Abstract

Overview

This paper presents a comprehensive study on the effects of electromagnetic field (EMF) exposure on a honey bee. This research is crucial as it addresses potential health risks of EMF on living organisms, particularly at radio frequencies ranging from 2.5 GHz to 100 GHz.

Methodology

The study utilized numerical simulations employing the finite-difference time-domain (FDTD) technique to analyze the Specific Absorption Rate (SAR) in honey bee tissues.

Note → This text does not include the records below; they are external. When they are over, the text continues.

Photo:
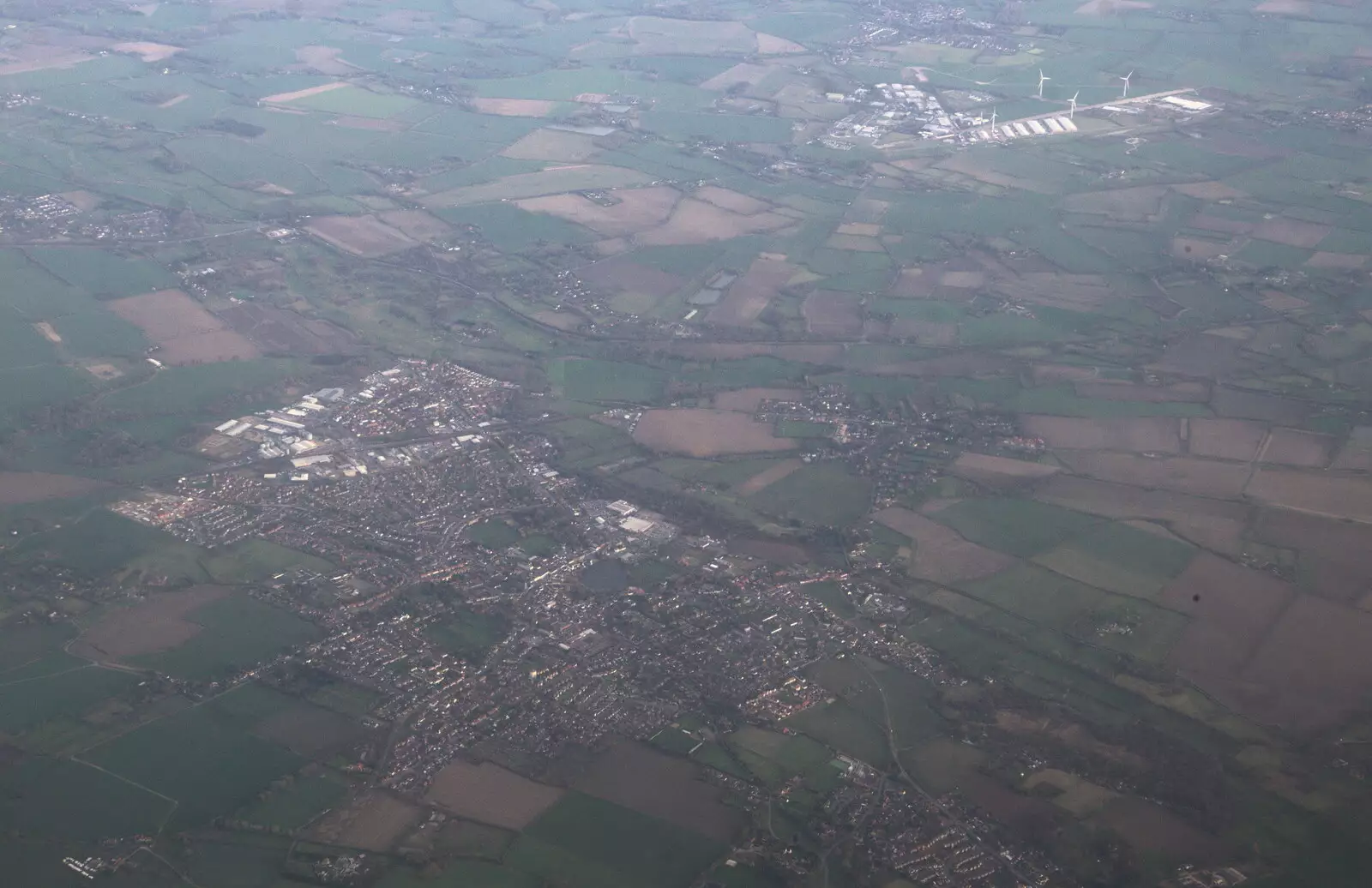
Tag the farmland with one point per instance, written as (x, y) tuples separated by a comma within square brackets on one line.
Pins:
[(1032, 459)]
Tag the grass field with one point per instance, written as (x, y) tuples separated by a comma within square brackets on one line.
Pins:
[(254, 561), (774, 757), (1015, 526), (493, 533), (468, 633), (845, 729), (605, 381), (1122, 558), (27, 703), (294, 806), (95, 544), (100, 272), (65, 801), (587, 842), (1067, 606), (816, 495), (203, 758), (238, 632), (461, 874)]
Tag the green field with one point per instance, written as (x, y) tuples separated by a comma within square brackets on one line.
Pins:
[(605, 381), (468, 633), (254, 561), (238, 633), (845, 729), (103, 273), (292, 807), (774, 757), (63, 801), (1122, 558), (820, 494), (1015, 526), (587, 842), (203, 758), (463, 874), (27, 703), (803, 428), (493, 533), (1053, 602)]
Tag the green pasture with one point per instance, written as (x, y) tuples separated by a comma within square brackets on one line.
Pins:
[(297, 805), (581, 379), (583, 842), (1122, 558), (202, 758), (1015, 526), (238, 632), (816, 495), (102, 272), (468, 633), (27, 703), (63, 801), (256, 561)]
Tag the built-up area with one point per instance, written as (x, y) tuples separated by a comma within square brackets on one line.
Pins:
[(401, 481)]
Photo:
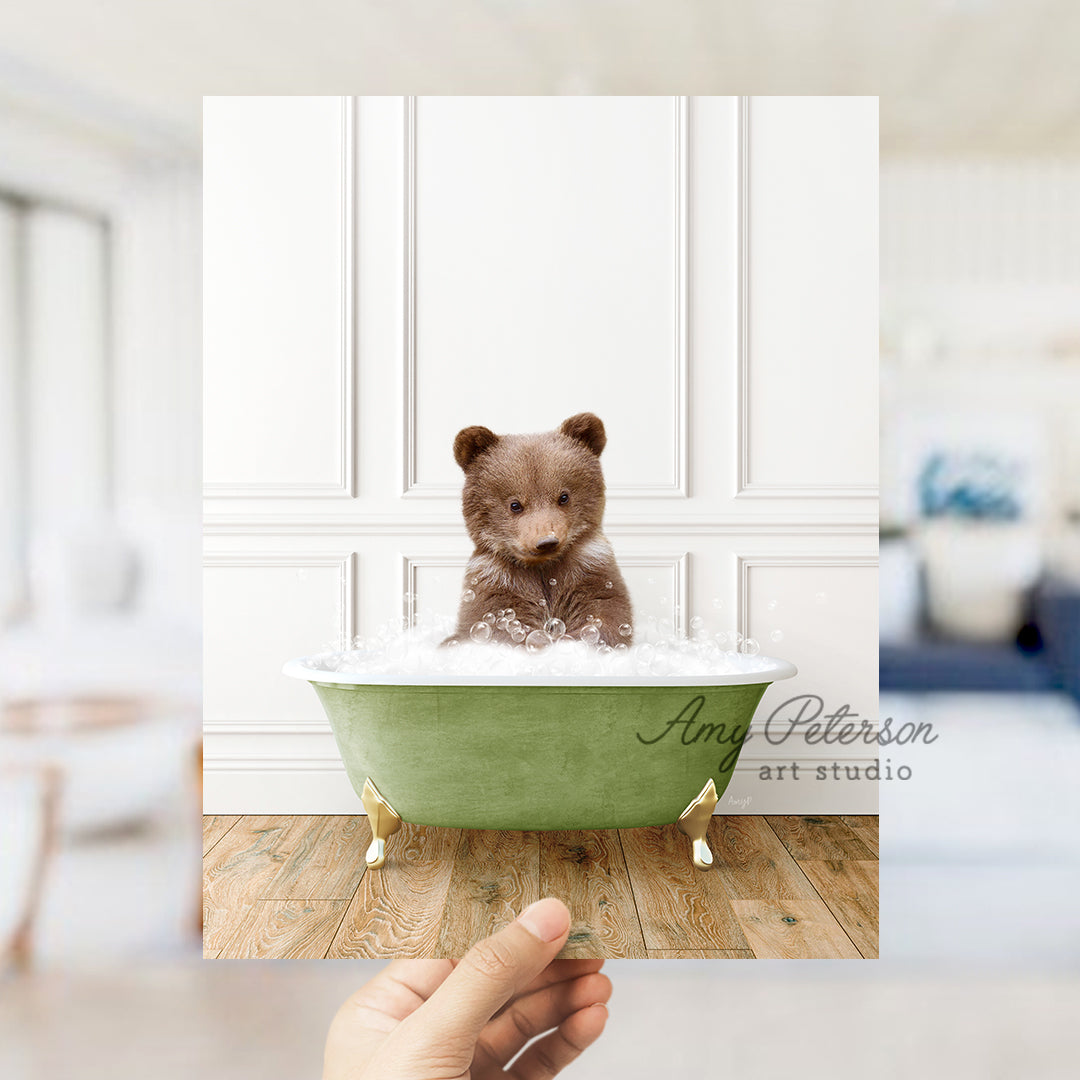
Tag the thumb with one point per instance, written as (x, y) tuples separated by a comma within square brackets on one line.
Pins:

The main aim was to predict the potential adverse effects resulting from EMF energy absorption.

Key Findings

• The honey bee was modeled as a 3-tissue heterogeneous dielectric object.
• Sim4Life EM-FDTD solver was used for electromagnetic simulations.
• SAR values of whole-body and brain tissue of a honeybee were determined and normalized to a 1 mW/cm² incident plane-wave power density.
• Results indicated that EMF energy absorption varies based on the E-field polarization, frequency, and the peculiarities of the insect’s body.

Conclusion

The study emphasizes the importance of considering the frequency, E-field polarization, and physiological characteristics of organisms when assessing EMF exposure risks. These factors significantly influence the SAR values, implying potential health implications for the exposed organisms.